ADR-006: Embedding Model multilingual-e5-base and Hybrid Search for RAG¶

Status: Accepted Date: 2026-03-30 Deciders: Kamerplanter Development Team

Context¶

The Kamerplanter AI assistant (REQ-031) uses a RAG pipeline (Retrieval-Augmented Generation) to answer plant care questions from a curated knowledge base. The pipeline consists of:

Embedding Service (ONNX Runtime) — generates vectors from text
pgvector (PostgreSQL) — stores and searches vectors via cosine similarity
LLM (Ollama/Claude) — generates answers from retrieved context chunks

Problem: Retrieval quality was unusable¶

During RAG smoke testing with the previous embedding model paraphrase-multilingual-MiniLM-L12-v2 (384 dimensions), vector search for the question "My lower leaves are turning yellow, the upper ones are still green. What's missing?" returned:

Rank	Chunk	Score
1	Pre-harvest safety interval	0.7909
2	Topping and FIM — forcing branching	0.7867
3	Seed pre-treatment — stratification	0.7380
4	Flowering in vegetables and fruit	0.7346
5	Gray mold (Botrytis) detection	0.7345

The correct chunk "Nitrogen (N) Deficiency" — which exactly describes these symptoms — was completely absent from the top 5. All scores fell between 0.73 and 0.79 with virtually no differentiation. The LLM received irrelevant context and hallucinated a wrong diagnosis (potassium instead of nitrogen).

Root cause¶

paraphrase-multilingual-MiniLM-L12-v2 is a small model (118M parameters, 384 dimensions) optimized for general paraphrase detection. It encodes all German plant care texts into too narrow a region of the vector space — cosine similarity between completely different chunks ranges from 0.73 to 0.88. The vector space is too low-dimensional to capture domain-specific nuances.

Decision¶

1. Switch to `multilingual-e5-base` (768 dimensions)¶

We replace paraphrase-multilingual-MiniLM-L12-v2 with intfloat/multilingual-e5-base:

278M parameters (vs. 118M) — double the model capacity
768 dimensions (vs. 384) — double the vector resolution
E5 architecture requires prefixes: "query: " for search queries, "passage: " for documents. This asymmetric encoding significantly improves retrieval quality over symmetric models.
MTEB benchmark: E5-base substantially outperforms MiniLM-L12-v2 on multilingual retrieval tasks.

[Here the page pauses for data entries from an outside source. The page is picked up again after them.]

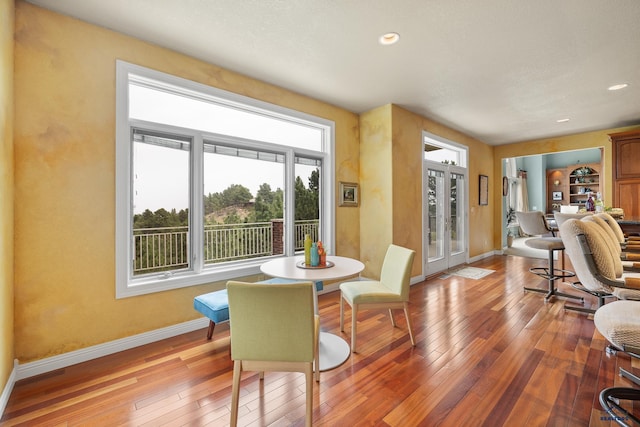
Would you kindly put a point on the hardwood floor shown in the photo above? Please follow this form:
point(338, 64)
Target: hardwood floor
point(487, 354)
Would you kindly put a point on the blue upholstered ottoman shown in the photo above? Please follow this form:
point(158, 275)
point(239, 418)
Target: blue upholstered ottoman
point(215, 305)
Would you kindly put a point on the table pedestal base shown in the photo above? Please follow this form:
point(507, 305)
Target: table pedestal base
point(334, 351)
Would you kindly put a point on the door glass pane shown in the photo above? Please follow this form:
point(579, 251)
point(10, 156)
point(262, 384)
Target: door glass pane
point(243, 203)
point(456, 207)
point(160, 197)
point(436, 214)
point(307, 200)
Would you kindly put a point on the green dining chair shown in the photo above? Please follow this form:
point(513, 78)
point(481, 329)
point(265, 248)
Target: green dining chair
point(274, 328)
point(390, 292)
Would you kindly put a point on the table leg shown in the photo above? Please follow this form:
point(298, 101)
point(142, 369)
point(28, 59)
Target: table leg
point(334, 351)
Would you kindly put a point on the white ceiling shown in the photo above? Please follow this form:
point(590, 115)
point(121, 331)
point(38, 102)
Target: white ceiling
point(499, 70)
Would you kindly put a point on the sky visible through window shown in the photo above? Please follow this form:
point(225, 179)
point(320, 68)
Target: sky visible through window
point(168, 170)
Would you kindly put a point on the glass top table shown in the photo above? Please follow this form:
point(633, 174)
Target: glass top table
point(333, 350)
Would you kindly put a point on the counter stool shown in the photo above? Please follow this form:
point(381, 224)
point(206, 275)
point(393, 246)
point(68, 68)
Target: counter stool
point(550, 273)
point(535, 224)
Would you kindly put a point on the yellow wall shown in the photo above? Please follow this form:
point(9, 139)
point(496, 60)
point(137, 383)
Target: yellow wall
point(6, 190)
point(579, 141)
point(376, 190)
point(65, 183)
point(391, 154)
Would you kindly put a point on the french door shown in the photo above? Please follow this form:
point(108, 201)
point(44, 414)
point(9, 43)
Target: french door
point(444, 222)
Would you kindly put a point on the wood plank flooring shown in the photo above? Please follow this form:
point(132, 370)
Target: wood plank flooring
point(487, 354)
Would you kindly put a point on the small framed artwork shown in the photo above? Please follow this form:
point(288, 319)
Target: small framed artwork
point(349, 194)
point(484, 190)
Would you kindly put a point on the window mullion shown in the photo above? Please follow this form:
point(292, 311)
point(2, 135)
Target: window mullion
point(197, 206)
point(289, 203)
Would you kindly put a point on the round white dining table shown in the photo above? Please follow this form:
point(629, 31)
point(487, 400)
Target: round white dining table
point(333, 350)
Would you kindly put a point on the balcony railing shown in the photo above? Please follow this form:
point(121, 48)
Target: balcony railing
point(167, 248)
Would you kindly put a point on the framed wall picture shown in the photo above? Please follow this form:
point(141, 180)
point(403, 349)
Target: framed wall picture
point(349, 194)
point(484, 190)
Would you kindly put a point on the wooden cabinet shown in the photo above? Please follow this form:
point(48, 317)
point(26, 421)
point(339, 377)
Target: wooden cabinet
point(571, 185)
point(557, 190)
point(626, 172)
point(583, 180)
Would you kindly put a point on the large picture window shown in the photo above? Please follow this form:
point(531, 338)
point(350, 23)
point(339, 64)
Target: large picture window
point(210, 184)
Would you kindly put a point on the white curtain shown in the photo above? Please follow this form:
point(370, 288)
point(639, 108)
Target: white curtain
point(522, 196)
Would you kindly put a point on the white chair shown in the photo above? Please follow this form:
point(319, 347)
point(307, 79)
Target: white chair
point(596, 263)
point(534, 224)
point(619, 323)
point(390, 292)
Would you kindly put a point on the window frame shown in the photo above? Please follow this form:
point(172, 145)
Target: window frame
point(126, 284)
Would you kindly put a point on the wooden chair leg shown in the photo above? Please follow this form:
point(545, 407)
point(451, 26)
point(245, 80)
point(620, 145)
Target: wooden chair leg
point(409, 326)
point(212, 325)
point(341, 313)
point(316, 351)
point(354, 321)
point(309, 383)
point(235, 392)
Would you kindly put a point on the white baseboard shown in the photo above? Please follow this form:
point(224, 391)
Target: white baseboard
point(8, 388)
point(49, 364)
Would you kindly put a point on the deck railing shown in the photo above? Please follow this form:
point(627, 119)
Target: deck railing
point(167, 248)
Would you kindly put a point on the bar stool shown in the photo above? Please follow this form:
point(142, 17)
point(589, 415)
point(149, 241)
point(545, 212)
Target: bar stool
point(534, 223)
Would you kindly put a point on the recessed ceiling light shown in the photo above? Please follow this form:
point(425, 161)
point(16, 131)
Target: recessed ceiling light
point(618, 87)
point(389, 38)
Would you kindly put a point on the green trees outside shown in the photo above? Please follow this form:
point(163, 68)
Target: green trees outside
point(161, 237)
point(237, 205)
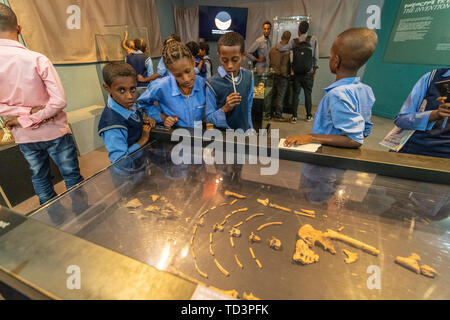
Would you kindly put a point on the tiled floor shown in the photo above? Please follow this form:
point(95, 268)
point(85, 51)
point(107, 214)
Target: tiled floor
point(98, 159)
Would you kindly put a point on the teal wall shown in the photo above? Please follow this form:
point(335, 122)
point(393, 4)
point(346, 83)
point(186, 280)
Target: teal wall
point(391, 82)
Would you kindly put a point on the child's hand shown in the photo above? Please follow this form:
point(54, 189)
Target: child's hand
point(36, 109)
point(169, 122)
point(444, 110)
point(11, 122)
point(297, 140)
point(233, 100)
point(150, 121)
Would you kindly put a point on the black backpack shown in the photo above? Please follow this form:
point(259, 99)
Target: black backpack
point(303, 56)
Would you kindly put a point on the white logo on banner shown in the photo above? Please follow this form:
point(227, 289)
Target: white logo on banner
point(374, 20)
point(223, 20)
point(74, 20)
point(74, 281)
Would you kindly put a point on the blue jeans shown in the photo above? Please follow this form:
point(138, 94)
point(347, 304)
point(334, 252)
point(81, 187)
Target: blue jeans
point(64, 153)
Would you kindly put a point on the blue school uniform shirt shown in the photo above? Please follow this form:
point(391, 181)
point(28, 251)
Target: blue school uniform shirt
point(173, 103)
point(409, 117)
point(115, 139)
point(346, 109)
point(214, 113)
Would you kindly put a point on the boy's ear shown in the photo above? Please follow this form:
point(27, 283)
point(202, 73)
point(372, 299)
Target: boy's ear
point(107, 88)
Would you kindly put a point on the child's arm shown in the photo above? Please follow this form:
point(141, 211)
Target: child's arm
point(124, 44)
point(116, 142)
point(409, 117)
point(250, 103)
point(214, 114)
point(7, 110)
point(147, 103)
point(150, 76)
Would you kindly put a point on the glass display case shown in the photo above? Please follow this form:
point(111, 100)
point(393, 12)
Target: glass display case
point(231, 228)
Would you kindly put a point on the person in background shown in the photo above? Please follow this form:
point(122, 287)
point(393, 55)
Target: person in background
point(141, 63)
point(431, 125)
point(33, 100)
point(304, 68)
point(128, 45)
point(206, 70)
point(281, 64)
point(181, 95)
point(343, 118)
point(195, 49)
point(228, 104)
point(161, 70)
point(258, 52)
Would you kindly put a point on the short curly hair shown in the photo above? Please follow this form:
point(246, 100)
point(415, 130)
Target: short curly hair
point(174, 51)
point(117, 69)
point(8, 19)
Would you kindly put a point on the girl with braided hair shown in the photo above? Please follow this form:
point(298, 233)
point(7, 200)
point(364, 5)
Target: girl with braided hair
point(180, 95)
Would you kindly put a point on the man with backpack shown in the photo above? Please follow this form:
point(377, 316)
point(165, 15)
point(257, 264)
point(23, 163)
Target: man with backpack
point(305, 63)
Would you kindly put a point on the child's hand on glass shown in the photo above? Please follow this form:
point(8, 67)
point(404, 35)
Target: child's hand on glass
point(169, 122)
point(233, 100)
point(298, 140)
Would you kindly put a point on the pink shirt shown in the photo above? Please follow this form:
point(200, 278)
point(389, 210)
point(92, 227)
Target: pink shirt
point(28, 79)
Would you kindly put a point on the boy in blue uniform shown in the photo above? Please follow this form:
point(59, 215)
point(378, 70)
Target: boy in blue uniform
point(343, 118)
point(181, 95)
point(432, 135)
point(122, 125)
point(228, 104)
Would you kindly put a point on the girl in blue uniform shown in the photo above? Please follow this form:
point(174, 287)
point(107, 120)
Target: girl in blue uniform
point(431, 125)
point(181, 95)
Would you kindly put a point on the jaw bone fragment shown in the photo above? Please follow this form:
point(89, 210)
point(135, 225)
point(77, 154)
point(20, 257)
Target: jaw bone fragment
point(312, 236)
point(304, 254)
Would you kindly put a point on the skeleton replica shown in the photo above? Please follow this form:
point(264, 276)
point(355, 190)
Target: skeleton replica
point(7, 136)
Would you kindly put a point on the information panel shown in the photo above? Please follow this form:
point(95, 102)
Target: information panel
point(421, 33)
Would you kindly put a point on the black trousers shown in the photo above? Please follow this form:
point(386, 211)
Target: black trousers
point(305, 82)
point(280, 85)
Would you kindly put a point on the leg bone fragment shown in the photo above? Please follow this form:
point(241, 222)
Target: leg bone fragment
point(351, 256)
point(204, 275)
point(275, 243)
point(273, 205)
point(135, 203)
point(254, 238)
point(254, 216)
point(222, 269)
point(236, 195)
point(235, 233)
point(264, 202)
point(305, 214)
point(238, 262)
point(428, 271)
point(268, 224)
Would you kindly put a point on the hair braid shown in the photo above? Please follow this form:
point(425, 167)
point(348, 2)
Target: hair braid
point(174, 51)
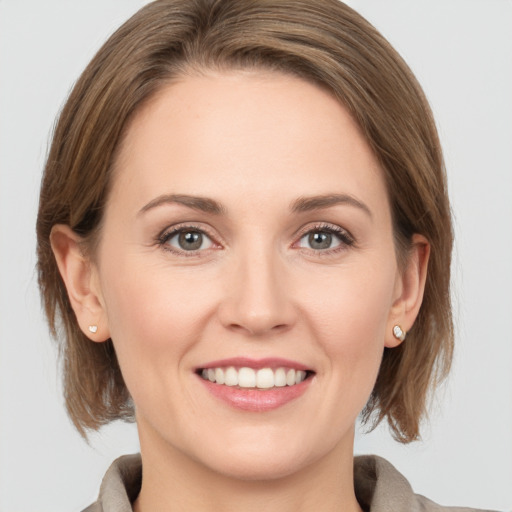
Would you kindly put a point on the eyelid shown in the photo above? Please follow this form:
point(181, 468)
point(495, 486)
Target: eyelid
point(345, 237)
point(170, 231)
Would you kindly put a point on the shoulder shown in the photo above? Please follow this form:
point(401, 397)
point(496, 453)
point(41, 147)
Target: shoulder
point(120, 485)
point(380, 487)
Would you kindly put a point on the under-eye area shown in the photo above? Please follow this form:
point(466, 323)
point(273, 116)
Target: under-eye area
point(263, 378)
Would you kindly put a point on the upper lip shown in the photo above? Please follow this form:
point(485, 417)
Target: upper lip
point(266, 362)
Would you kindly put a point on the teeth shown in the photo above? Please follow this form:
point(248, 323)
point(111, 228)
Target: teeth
point(265, 378)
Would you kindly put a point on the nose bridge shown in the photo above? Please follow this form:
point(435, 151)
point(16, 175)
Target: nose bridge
point(257, 300)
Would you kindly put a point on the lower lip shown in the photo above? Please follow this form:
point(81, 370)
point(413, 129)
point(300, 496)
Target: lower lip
point(256, 400)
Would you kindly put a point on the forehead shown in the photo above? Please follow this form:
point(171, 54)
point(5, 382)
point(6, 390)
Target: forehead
point(244, 133)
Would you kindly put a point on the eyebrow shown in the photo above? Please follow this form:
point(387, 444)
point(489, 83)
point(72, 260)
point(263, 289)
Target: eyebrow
point(202, 204)
point(300, 205)
point(307, 204)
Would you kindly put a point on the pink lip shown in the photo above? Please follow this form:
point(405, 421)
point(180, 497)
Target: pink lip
point(268, 362)
point(255, 400)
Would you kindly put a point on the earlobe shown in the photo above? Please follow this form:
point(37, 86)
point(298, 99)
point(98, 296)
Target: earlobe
point(82, 287)
point(411, 286)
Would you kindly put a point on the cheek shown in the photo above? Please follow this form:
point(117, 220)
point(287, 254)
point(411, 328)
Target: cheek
point(155, 315)
point(351, 316)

Rejected alternative: `multilingual-e5-large` (1024 dimensions)¶

Was implemented first but rejected because: - ONNX model is ~2.2 GB (split across model.onnx + model.onnx_data) - Docker build times exceeding 15 minutes for the download - Significantly higher RAM usage during inference (~2 GB vs. ~1 GB) - Quality gain from 768 to 1024 dimensions does not justify the cost for 241 chunks

2. Hybrid Search with Reciprocal Rank Fusion (RRF)¶

Pure vector search is fragile when the embedding model does not encode domain terms well enough. We supplement the search with PostgreSQL full-text search (BM25) and fuse both rankings with RRF:

RRF_score = 0.5 / (60 + vector_rank) + 0.5 / (60 + text_rank)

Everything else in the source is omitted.